Objective: Although much data has been published regarding the incidence and characteristics of bisphosphonate-related osteonecrosis of the jaws (BRONJ) secondary to intravenous and oral bisphosphonate use, little information is available on the prevalence of BRONJ in patients taking a single yearly intravenous dose of zoledronic acid (Reclast ® ).
Methods: Osseous specimens from five female patients were submitted for histopathologic evaluation to the University of Florida, Department of Oral Pathology. Each patient reported a single, yearly infusion of zoledronic acid; three reported previous use of an oral bisphosphonate for osteoporosis or osteopenia and four reported a complicating medical condition, an autoimmune disorder and the use of oral steroids and or methotrexate. Four cases presented with stage 1 BRONJ and one case presented with stage 3 BRONJ.
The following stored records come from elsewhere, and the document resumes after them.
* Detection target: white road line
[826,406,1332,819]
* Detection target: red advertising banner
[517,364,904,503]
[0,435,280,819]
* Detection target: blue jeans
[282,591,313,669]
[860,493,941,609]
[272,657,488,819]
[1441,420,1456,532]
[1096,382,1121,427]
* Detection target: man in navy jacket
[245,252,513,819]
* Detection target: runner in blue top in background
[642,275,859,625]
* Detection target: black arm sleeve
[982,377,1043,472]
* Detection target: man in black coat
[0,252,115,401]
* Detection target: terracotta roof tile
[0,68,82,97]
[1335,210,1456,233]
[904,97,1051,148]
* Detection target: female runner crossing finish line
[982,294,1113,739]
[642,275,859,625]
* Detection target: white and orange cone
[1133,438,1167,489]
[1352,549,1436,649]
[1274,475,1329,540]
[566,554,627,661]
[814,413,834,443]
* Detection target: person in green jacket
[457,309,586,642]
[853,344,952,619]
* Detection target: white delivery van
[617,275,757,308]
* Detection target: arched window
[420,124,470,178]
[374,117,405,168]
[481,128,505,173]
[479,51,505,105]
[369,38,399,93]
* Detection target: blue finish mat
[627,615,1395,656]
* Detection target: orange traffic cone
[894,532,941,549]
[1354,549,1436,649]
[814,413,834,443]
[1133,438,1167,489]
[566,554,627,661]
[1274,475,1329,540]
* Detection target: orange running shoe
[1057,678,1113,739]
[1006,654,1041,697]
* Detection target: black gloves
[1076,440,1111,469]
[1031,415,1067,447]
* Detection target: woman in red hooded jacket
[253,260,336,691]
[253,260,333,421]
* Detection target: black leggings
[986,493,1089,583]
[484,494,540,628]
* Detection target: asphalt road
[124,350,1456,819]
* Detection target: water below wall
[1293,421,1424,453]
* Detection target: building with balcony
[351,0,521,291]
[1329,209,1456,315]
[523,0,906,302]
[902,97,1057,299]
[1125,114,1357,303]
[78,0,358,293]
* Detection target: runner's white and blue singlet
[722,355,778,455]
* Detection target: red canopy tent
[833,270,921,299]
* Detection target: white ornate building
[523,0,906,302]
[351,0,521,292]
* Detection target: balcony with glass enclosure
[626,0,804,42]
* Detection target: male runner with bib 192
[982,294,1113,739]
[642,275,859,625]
Results: All patients were treated with non-surgical measures of varying duration ranging from 4 to 18 months. The patients in this series had a mild clinical course similar to oral bisphosphonate-related BRONJ. However the onset of symptoms appeared more rapidly than typically seen in oral bisphosphonate-related osteonecrosis.
Conclusion: Clinicians should be aware of the risk of development of BRONJ following the use of Reclast ® in order to optimize prevention and treatment.
Conflict of interest: D.C. Cohen and I. Bhattacharya have received research funding through Merck & Co. to study oral BRONJ. MF Stavropoulos has been a consultant for Merck & Co.